Os dois aposentados fazem parte do grupo de 6,6 milhões de idosos no Brasil assistidos pelos planos de saúde, o que representa 14% dos 46,7 milhões de brasileiros com algum tipo de cobertura. Assim como José e Dalva, muitos outros beneficiários de operadoras, observam com aflição o preço subir à medida que envelhecem.

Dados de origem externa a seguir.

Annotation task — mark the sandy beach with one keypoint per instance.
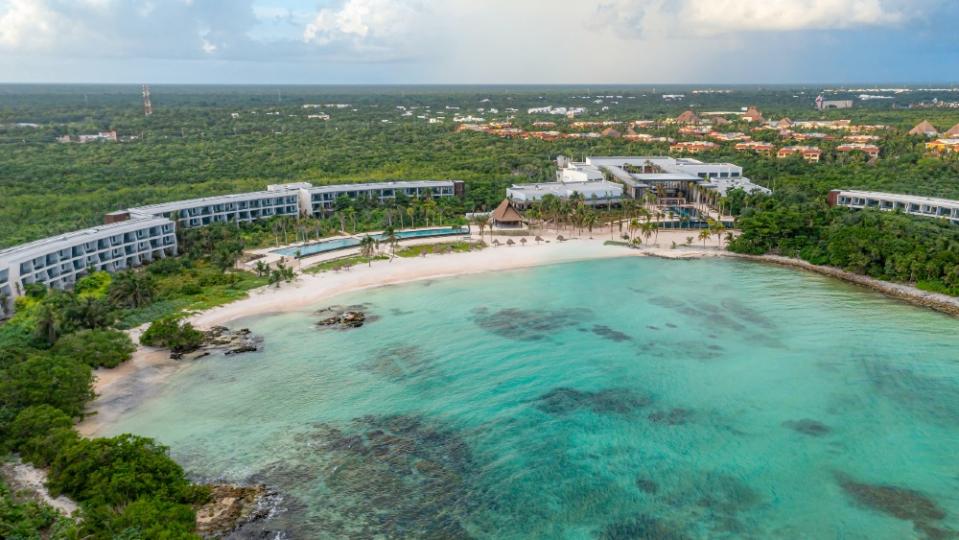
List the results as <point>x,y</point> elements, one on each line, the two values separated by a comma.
<point>122,388</point>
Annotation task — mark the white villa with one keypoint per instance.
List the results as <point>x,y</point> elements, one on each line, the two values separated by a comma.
<point>59,261</point>
<point>136,236</point>
<point>907,204</point>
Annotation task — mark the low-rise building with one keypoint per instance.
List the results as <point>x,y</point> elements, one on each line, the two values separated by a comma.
<point>870,150</point>
<point>595,193</point>
<point>728,137</point>
<point>943,146</point>
<point>909,204</point>
<point>924,129</point>
<point>809,153</point>
<point>756,146</point>
<point>317,200</point>
<point>693,147</point>
<point>234,208</point>
<point>57,262</point>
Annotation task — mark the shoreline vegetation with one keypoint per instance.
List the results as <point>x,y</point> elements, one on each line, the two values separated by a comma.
<point>131,374</point>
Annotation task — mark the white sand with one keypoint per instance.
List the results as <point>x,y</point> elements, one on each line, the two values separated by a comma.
<point>25,479</point>
<point>122,388</point>
<point>311,289</point>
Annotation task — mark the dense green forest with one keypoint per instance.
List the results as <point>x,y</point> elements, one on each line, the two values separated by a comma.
<point>127,486</point>
<point>211,140</point>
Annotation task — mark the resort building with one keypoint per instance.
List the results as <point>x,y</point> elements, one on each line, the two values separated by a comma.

Segundo um levantamento da ANS de 2019, com os dados mais recentes divulgados do painel de precificação, o reajuste por mudança de faixa etária pode chegar a média de 40,9% para quem faz 59 anos em um plano individual. No coletivo, o índice chega a 46%. Além disso, o valor comercial médio de um plano é mais caro para quem é idoso. Para quem tem entre zero e 18 anos, um plano com serviços ambulatoriais e hospitalares custa R$ 237,90, mas para quem tem 59 anos ou mais, pode passar de R$ 1.343,78. A diferença percentual é superior a 464%.
As operadoras praticam dois tipos de reajuste. Um deles é o anual, que a ANS regulamenta apenas para os planos individuais e familiares a partir de 2 de janeiro de 1999. Neste ano, o reajuste máximo seria de 7,69%, bem acima da inflação de 4,31% em 2019. Não é possível medir os praticados pelos planos coletivos.

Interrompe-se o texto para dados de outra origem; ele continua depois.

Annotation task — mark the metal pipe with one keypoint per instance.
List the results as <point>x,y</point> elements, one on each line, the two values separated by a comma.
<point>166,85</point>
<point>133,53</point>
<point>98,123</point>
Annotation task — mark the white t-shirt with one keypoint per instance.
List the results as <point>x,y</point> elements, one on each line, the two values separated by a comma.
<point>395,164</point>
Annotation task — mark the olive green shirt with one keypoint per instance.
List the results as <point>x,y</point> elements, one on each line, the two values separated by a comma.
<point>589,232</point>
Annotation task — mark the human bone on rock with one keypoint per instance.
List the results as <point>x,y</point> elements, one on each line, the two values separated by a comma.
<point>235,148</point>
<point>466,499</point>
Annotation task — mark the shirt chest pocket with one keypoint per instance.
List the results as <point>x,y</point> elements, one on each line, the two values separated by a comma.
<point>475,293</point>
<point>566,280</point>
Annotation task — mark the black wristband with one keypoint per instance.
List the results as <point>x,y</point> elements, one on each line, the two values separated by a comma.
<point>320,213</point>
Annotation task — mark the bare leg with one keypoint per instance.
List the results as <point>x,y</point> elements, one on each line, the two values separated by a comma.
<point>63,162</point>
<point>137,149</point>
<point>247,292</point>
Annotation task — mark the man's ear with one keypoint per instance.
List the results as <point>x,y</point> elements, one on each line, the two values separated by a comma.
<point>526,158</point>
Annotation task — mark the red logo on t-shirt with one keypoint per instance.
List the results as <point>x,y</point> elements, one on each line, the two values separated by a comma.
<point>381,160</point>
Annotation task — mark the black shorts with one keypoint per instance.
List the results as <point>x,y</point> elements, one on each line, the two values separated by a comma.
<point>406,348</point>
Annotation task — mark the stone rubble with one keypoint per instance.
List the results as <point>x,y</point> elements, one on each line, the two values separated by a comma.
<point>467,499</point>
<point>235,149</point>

Também é realizado o reajuste por mudança de faixa etária. A ANS estabeleceu 10 grupos etários. É possível reajustar por idade até os 59 anos. Segundo o regulamento, o reajuste da última faixa etária, que compreende os idosos, não pode ser seis vezes maior do que o previsto para a primeira faixa etária, de zero a 18 anos. A variação acumulada entre a sétima e a décima faixa etária não pode ser superior ao acumulado entre a primeira e a sétima.
"Valores abusivos"
Para a coordenadora executiva da Associação de Defesa dos Usuários de Planos de Saúde (Aduseps), Renê Patriota, os valores dos reajustes deveriam ser considerados abusivos. “O certo seria as operadoras distribuírem o reajuste por idade de maneira uniforme. Mas o que a gente percebe são dois grandes aumentos, que podem ser chamados de abusivos, na sétima faixa (pessoas com 44 a 48 anos) e a décima faixas (59 anos ou mais)”, afirma ela, explicando que o problema está no fato de que os reajustes anuais e por idade podem ser cumulativos. “Aos 59 anos, isso significa aumento considerável. Um absurdo”, argumenta.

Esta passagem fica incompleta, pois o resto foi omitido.